夜の十一時に帰り着き、寝て疲れを取るころには受信箱はいっぱいで、次の出張までにまだ荷ほどきも終わっていない。どの友情にも何か特別なことが起きたわけではない。誰ともけんかしていない。それでも、以前はよく会っていた何人かが、いつのまにか「会いたいと思っている人」になり、その「思っている」と「実際に会う」の間の距離は開いていく一方で、それは相手をどれだけ大事に思っているかとはまったく関係がない。

これが「ただ忙しい」とは違う理由

忙しいだけのデスクワークなら、二週間先の火曜日に「行ける」と、それなりの自信を持って答えられる。出張はそれとは別のことを予定表にする。予定が埋まっているだけでなく、自分自身の近い将来が本当に読めなくなるのだ。14日の夕食に行けると約束できないのは、その日どの街にいるか自分でもまだ分からないからで、それを何度も口にすると、事実であっても言い訳のように聞こえてくる。友人が誘わなくなるのは、あなたのことをあきらめたからではない。「まだ分からない、直前になれば分かる」と毎回聞かされるのは、誘い続けるほうも疲れるからで、そのうち向こうから提案するのをやめて、あなたから言い出すのを待つほうが楽になる。

「家にいる時間」は、何も差し引かれていない時間ではない

「戻ったら会おう」という言葉の裏には、戻れば人と会う余力も元通りになるという前提がある。だが実際にはそうならないことが多く、少なくともすぐには戻らない。時差をまたぎ、ホテルで寝つけなかった体が本調子に戻るには数日かかり、その数日は洗濯や郵便物の整理、家にいるときにしかできない用事、そしてただ眠ることに費やされがちだ。外から見て「家にいる時間」に見えるものの多くは、実際には回復に充てられていて、ようやく人に会う気力が戻るころには、もう次の出張が近づいている。
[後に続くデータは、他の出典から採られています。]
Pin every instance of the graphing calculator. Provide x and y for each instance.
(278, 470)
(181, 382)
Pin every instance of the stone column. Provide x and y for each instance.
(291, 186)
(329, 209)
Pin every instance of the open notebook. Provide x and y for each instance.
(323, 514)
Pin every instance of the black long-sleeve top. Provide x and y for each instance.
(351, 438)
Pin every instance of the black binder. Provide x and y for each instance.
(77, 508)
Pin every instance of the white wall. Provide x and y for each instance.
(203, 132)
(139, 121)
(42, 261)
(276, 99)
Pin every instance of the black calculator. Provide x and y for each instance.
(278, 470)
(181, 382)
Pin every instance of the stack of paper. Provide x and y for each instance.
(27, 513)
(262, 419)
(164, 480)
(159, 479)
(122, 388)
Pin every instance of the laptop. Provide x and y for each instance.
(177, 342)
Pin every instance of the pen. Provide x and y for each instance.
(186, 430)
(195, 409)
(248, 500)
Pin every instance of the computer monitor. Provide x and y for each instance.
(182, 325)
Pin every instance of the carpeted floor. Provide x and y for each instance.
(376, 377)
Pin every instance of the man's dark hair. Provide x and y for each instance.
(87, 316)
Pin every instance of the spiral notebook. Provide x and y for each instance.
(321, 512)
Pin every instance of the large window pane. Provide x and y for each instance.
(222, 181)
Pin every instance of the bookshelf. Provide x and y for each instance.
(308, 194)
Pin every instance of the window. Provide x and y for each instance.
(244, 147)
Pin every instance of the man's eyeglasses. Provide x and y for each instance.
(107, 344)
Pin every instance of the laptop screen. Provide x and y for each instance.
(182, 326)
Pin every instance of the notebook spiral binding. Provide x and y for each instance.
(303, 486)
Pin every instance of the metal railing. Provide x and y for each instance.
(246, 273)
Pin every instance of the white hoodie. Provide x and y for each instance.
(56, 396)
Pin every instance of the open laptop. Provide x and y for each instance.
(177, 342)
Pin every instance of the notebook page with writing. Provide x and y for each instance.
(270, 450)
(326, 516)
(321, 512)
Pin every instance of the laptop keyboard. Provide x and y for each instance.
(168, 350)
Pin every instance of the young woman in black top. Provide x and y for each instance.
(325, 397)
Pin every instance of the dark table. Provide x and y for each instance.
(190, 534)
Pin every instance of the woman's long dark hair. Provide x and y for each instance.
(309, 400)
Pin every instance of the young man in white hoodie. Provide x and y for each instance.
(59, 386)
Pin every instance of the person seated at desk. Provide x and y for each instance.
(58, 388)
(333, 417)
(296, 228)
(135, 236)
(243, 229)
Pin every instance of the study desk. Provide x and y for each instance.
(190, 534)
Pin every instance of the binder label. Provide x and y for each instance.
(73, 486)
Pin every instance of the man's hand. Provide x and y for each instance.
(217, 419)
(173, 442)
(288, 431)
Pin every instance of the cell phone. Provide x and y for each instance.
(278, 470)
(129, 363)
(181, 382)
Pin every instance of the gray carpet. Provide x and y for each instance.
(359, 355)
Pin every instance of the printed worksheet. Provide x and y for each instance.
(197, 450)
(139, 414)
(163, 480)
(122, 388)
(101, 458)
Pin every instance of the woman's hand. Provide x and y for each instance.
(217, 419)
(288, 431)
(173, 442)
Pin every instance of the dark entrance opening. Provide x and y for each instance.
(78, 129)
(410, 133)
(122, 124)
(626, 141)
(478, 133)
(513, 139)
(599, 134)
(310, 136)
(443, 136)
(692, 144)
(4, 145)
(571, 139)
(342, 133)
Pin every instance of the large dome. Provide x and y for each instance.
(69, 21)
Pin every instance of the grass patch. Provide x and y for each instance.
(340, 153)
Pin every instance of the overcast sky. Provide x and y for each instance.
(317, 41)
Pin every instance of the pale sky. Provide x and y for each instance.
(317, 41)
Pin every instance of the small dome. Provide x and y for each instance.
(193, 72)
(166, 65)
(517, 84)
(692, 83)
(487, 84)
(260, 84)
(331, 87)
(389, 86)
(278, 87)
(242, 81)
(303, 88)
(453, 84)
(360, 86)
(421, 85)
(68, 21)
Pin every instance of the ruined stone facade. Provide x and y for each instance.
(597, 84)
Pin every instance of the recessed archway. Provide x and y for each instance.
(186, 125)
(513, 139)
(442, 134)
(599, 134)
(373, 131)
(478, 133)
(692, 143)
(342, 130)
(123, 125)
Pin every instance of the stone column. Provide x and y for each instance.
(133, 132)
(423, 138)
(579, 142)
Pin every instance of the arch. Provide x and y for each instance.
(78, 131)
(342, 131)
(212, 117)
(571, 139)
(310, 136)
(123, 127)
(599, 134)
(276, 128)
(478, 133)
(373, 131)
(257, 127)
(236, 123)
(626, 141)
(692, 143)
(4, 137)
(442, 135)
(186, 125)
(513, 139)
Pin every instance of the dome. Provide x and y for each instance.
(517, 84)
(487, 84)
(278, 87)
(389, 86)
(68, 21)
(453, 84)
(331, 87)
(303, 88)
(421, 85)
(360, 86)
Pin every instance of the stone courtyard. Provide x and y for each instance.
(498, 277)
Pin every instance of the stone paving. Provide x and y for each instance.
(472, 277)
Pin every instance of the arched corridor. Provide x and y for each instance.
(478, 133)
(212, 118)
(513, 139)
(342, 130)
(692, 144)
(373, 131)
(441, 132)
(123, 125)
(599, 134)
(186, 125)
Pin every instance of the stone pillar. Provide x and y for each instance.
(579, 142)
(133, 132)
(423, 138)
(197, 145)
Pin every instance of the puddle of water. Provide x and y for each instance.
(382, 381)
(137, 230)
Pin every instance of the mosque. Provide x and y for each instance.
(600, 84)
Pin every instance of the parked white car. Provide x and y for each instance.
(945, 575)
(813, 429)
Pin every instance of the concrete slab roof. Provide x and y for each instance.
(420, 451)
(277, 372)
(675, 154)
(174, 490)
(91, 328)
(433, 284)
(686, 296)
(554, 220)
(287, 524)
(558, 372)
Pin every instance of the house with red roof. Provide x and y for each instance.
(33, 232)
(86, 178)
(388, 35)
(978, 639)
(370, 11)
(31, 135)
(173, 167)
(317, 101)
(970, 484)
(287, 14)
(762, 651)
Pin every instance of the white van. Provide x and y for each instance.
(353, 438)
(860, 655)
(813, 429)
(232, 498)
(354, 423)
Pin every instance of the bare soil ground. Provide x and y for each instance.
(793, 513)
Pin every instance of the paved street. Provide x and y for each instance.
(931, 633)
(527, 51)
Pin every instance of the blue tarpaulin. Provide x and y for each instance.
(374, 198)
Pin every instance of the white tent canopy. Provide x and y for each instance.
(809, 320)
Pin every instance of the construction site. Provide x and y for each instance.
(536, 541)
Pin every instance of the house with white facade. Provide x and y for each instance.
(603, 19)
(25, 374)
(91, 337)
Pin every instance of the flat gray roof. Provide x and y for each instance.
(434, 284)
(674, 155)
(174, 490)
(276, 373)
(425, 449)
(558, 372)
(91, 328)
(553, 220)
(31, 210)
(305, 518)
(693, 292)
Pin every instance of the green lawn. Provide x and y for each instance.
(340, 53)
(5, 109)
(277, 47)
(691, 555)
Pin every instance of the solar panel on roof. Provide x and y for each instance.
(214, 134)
ここで大事なのは何日出かけていたかではなく、家にいた日のうち、実際に他人のために使える日が何日あったかで、その数は本人が思っているよりも、友人が想像しているよりも、たいてい少ない。

周りが「事情を汲んで」くれる種類の不在ではない

別の街に引っ越せば友情の形は変わるが、変わったことは周りの誰もが分かっていて、両方とも自然に調整する――連絡は「default で起きるもの」から「お互いに予定を立てるもの」に変わる。仕事の出張が多いことは、同じような調整をなかなか受け取れない。書類の上では何も動いていないからだ。住民票は同じ街にあり、グループチャットにも残っていて、理屈の上では五分で会える距離にいる――ただ実際には、以前のように確実にはつかまらないだけだ。誰も期待値を下げてくれない。下げるべきだと知らせる出来事が何も起きていないからだ。その結果、これは外から見るとただの素っ気なさにしか見えない。実際には、気にかけている度合いの問題というより、スケジュールそのものの構造の問題であるにもかかわらず。

実際に効くこと

  • 「最近忙しくて」ではなく、忙しさの形を具体的に伝える。「今は月の三週間くらい出ていて、予定を自分で約束できる状態じゃないんだ」と言えば、友人はそれをもとに期待値を調整できる。「ごめん、忙しくて」だけでは、相手には「あまり乗り気じゃないのかも」という推測しか残らない。
  • どこにいても、まず二行のメッセージを送る。友情を保つのに、予定を立てた一晩は要らない。乗り継ぎ先からの一枚の写真、相手が投稿したものへの一言の反応、「今着いた、あなたのこと考えてた」――ほとんど手間がかからず、スケジュールが空くのを待つ必要もない。
  • この出張ペースに耐えられるくらい小さな習慣を一つ残しておく。毎週の食事の約束は、実現するより流れることのほうが多くなり、流れるたびに小さな失敗のように感じてしまう。決まった時間のない、気負わないやり取り――続いている冗談、二人で見ている番組、「あれ、その後どうなった?」と聞き返すこと――なら予定表に何も要求せず、それでも関係を今の状態に保っておける。
  • 実際に家にいる一晩か二晩は、あえて何も入れずに残しておく。数少ない自由な夜だからこそ、全部予定で埋めたくなるのが人情だ。でも一晩か二晩、本当に何も入れずに残しておくことが、すでに空っぽの状態で次の出張に出発するのを防いでくれる。そしてその「空っぽの状態」こそが、次の予定キャンセルの始まりになりやすい。

正直な補足

このような出張のペースは、友情にとって本当に構造的な負担であって、あなたの人間性の問題でも、相手の問題でもない。だからこそ、いつまでも謝り続けるより、一度はっきりそう言葉にしておく価値がある。同時に、自分に対して正直でいたいのは、「連絡を取りにくくするスケジュール」と、「もう努力しなくていい都合のいい言い訳になってしまったスケジュール」は別物だということだ。乗り継ぎ先からの二行のメッセージすら結局送っていないなら、間に立っているのは、本当は出張そのものではないのかもしれない。